これ以上は誰かに傷つけられたくなくて、疑心暗鬼になっているのだ。
「でも……どうしたの?」
「ええっとね……相手の男性は次男で裕福な人だから、結婚の必要は無いと思うの」
ベルナール卿は長男ではないし。生家のウォンボーン公爵家の存続のために、結婚の義務にしばられることもない。

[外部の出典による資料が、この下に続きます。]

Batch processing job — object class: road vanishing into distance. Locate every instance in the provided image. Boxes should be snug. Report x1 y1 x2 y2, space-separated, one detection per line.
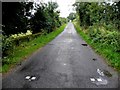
2 22 118 88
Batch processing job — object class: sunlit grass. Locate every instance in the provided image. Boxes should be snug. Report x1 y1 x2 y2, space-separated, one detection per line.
74 23 120 71
0 24 66 73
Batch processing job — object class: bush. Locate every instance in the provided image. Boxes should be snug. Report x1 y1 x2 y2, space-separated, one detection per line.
88 26 120 52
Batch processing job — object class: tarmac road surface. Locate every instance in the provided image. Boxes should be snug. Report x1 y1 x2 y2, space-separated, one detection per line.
2 22 118 88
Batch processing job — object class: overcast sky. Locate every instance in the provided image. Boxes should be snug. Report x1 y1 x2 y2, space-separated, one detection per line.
34 0 75 17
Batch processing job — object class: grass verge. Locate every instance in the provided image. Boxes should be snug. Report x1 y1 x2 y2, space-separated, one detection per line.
74 23 120 71
0 24 66 73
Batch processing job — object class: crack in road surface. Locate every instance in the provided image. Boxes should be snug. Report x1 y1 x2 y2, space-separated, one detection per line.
2 23 118 88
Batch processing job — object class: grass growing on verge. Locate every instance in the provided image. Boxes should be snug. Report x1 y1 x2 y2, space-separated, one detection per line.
0 24 66 73
74 23 120 71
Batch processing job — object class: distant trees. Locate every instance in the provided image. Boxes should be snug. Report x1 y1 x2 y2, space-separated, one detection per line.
2 2 33 35
73 1 120 30
2 2 60 36
31 2 60 33
67 13 76 21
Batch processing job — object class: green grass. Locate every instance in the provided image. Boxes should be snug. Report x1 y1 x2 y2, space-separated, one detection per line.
0 24 66 73
74 23 120 71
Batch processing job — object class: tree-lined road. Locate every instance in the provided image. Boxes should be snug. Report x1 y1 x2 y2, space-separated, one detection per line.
2 23 118 88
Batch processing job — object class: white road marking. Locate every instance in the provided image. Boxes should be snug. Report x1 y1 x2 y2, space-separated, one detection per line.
31 77 36 80
90 78 95 82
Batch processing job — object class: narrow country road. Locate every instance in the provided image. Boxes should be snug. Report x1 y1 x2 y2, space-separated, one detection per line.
2 23 118 88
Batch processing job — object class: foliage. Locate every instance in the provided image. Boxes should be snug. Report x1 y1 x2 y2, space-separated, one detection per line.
74 23 120 71
67 13 76 21
31 2 60 33
73 1 120 30
2 2 33 36
2 31 42 57
0 24 66 73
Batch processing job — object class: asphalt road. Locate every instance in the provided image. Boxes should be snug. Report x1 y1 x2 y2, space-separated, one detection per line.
2 23 118 88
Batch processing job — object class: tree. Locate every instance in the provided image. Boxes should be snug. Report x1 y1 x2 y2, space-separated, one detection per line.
2 2 33 35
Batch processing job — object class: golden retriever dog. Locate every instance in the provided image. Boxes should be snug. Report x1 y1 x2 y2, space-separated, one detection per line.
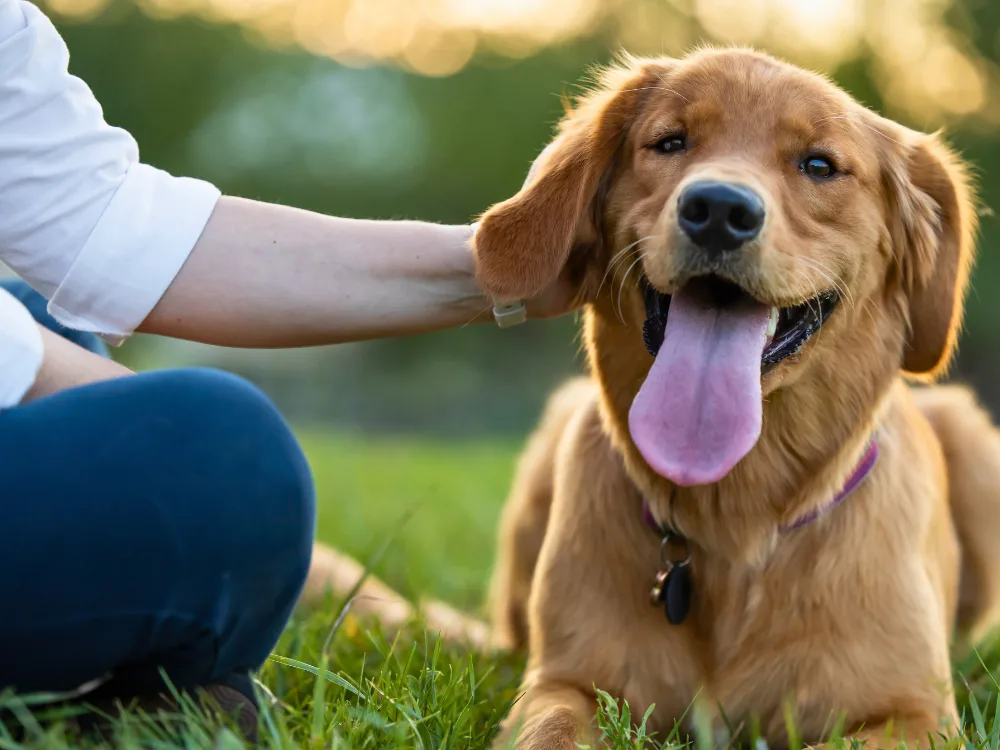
475 49 1000 750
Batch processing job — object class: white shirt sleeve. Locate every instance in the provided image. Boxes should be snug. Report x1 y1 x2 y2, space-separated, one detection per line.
0 0 220 409
0 0 220 344
0 289 44 410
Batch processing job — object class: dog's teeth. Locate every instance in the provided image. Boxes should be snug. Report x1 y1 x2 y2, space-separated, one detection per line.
767 307 779 338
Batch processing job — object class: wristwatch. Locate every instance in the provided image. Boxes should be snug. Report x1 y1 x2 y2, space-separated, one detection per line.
493 299 528 328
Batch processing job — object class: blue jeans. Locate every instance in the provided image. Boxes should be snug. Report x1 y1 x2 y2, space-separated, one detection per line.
0 282 315 697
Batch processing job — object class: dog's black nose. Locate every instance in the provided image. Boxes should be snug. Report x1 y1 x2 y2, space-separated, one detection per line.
677 180 764 254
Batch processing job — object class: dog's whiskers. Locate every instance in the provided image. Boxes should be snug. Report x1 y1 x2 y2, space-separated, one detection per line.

そんな男性が、なぜ結婚したがっているのかが疑問だった。
「ふぅ~ん……それで?」
「とても人気がある人で、私を選んだ理由は私と気が合うからだと言っていたわ。その人も読書家らしいの」
「まぁ! 同じ趣味を持つ男性なのね。そんな男性なら、レオニーのことを知って好きにならない方がオカシイわ」
セリーヌの意見に、思わず私は苦笑してしまった。
「でもね……なぜ彼が結婚したいと思ったのかが、不思議なの」
(とても家庭に向いている人だとは思えないし)
「どうして?」
「その……放蕩者と呼ばれるほど、女性との噂がたくさんある男性で」
「放蕩者?」
「ええ」
私はうなずき話しを続けた。
「実際に会ったのも求婚を受け入れた日を合わせて、たったの二回だけなの」
ハッと息をのみ、セリーヌの顔色が変わった。
この求婚にはどこか違和感があると、セリーヌも気付いたのだ。
「まさか、それって……」
「ええ、たぶん……」
(そこで考え付くのは『お飾りの妻』)
あえて私は口には出さなかった。それはセリーヌも同じだ。
美男子に求婚されて幸せの絶頂に駆けのぼり、大喜びしていても良い状況だけど。
──何とも言えない不安が胸の奥から湧き出して、ザワザワとする。
「ベルナール卿(彼)のように裕福で美男子だと、妻の座を狙う未婚女性は星の数ほどいるはずだわ」
(でもお飾り妻がいえれば、未婚の女性たちの標的にならずに済む)
「まぁ、レオニー……」
さっきまでお祝いムードで輝いていたセリーヌの顔が、悲し気に雲ってしまった。
だから私は友人たちに、自分の結婚が決まったことを言えなかった。また、優しい人たちを心配させそうで。
きっと私の推理は間違っていない。『お飾りの妻』がベルナール卿が求める私の仕事なのだ。